In many ways the most interesting of the recent court rulings is San Remo - partly because it was unanimous and partly because it shows how much legal history prior toFirst English and Nollan would have to be undone for the property rights revolution to prevail.
In San Remo Hotel v. San Francisco, the hotel owners challenged the city's right to charge a fee of $567,000 as a condition of approving the conversion of their hotel from residential to tourist use. The hotel owners sued in federal court but got sent state court. There the hotel owners lost all down the line, culminating in a 2002 California Supreme Court ruling. After that, the owners sued again in federal court, and the right to sue was appealed all the way to the Supreme Court.
The underpinning of the majority's ruling in San Remo was the Supreme Court's last ruling on regulatory takings prior to First English. All through the 1980s, the court struggled with the question of whether a landowner could be compensated for a regulatory taking, because a regulation is temporary, not permanent, and can be changed at any time. Chief Justice William Rehnquist eventually solved the problem in First English by inventing the “temporary taking.” But two years earlier, in Williamson County Regional Planning Comm'n v. Hamilton Bank of Johnson City, 473 US 172 (1985), the court ruled that a property owner with a regulatory takings claim had to exhaust all remedies in state court before going to federal court. This laid the groundwork for the majority ruling in San Remo. The hotel owners lost in state court; therefore, there is no recourse in federal court.
Although the issue at hand was decided unanimously, the court split 5-4 on the whether to reconsider Williamson County. A concurring opinion by Rehnquist (in which Kennedy joined) questioned why a property owner can pursue a First Amendment claim in federal court but not a Fifth Amendment claim.
Of course, property owners are eagerly hoping that President George W. Bush will appoint more strident Supreme Court justices in the future so that the revolution may at last be completed. This is clearly a possibility.
For example, Bush has just appointed California Supreme Court Justice Janice Rogers Brown to the D.C. Circuit Court of Appeals, apparently grooming her for the Supreme Court. Brown dissented in the California Supreme Court's 2002 ruling San Remo ruling, calling the fee “extortion.”
On the other hand, in June, Brown signed a concurring opinion in the Coastal Commission case, saying that legislation giving the commissioners fixed terms solved a constitutional defect.

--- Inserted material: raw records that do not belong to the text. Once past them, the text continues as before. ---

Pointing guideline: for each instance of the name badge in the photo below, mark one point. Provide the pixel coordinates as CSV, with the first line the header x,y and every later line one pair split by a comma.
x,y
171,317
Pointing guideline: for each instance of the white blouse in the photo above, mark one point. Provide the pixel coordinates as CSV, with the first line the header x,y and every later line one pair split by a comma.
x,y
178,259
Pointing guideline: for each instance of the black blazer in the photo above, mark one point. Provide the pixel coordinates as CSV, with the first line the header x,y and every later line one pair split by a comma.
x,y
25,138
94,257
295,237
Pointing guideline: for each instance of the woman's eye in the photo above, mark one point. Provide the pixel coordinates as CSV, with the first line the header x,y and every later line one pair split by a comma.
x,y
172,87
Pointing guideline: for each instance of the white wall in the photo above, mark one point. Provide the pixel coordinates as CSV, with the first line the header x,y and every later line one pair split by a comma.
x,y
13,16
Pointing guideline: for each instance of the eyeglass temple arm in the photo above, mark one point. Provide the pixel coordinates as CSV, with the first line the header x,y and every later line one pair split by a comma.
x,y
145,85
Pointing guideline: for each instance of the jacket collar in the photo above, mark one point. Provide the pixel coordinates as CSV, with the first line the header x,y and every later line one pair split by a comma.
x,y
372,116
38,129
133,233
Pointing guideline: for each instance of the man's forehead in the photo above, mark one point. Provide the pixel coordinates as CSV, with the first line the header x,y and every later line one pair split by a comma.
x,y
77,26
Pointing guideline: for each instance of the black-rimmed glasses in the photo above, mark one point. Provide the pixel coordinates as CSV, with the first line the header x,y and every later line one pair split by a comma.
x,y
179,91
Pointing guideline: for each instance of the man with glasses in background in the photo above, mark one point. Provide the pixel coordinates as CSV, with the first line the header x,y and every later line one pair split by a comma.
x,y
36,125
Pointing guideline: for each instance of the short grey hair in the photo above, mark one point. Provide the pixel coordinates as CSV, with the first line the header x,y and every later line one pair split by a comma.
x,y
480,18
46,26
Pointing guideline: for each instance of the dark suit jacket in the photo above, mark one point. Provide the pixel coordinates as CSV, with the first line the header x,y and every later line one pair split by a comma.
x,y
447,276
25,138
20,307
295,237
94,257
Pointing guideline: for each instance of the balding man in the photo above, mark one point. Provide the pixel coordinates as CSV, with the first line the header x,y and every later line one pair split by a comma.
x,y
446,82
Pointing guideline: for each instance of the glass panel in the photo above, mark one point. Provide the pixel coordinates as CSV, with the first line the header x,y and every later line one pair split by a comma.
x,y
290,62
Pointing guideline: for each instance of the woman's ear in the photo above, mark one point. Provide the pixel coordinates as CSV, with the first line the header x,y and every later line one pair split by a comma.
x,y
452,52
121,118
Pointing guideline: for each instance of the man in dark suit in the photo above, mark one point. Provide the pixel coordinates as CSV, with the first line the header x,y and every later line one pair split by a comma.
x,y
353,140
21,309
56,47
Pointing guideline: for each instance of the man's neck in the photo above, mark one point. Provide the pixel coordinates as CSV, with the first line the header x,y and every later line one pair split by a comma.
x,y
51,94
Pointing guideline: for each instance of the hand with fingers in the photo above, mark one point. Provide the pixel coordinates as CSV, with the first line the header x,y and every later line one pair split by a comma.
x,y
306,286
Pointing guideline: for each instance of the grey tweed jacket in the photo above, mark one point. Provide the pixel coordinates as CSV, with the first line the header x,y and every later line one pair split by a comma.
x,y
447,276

If the court had declared the Coastal Act unconstitutional, 30 years of regulatory decisions would have been thrown into doubt - something no conservative justice would have been comfortable doing. There's a difference between being a strident “conservative” on social and economic issues and being a true judicial conservative. The property rights revolution has never completely succeeded because justices such as Souter, Kennedy, and Sandra Day O'Connor - all appointed by Republican presidents - have been cautious about overturning precedent. There is no guarantee that Janice Rogers Brown or anybody else will take a more aggressive approach once they get on the high court.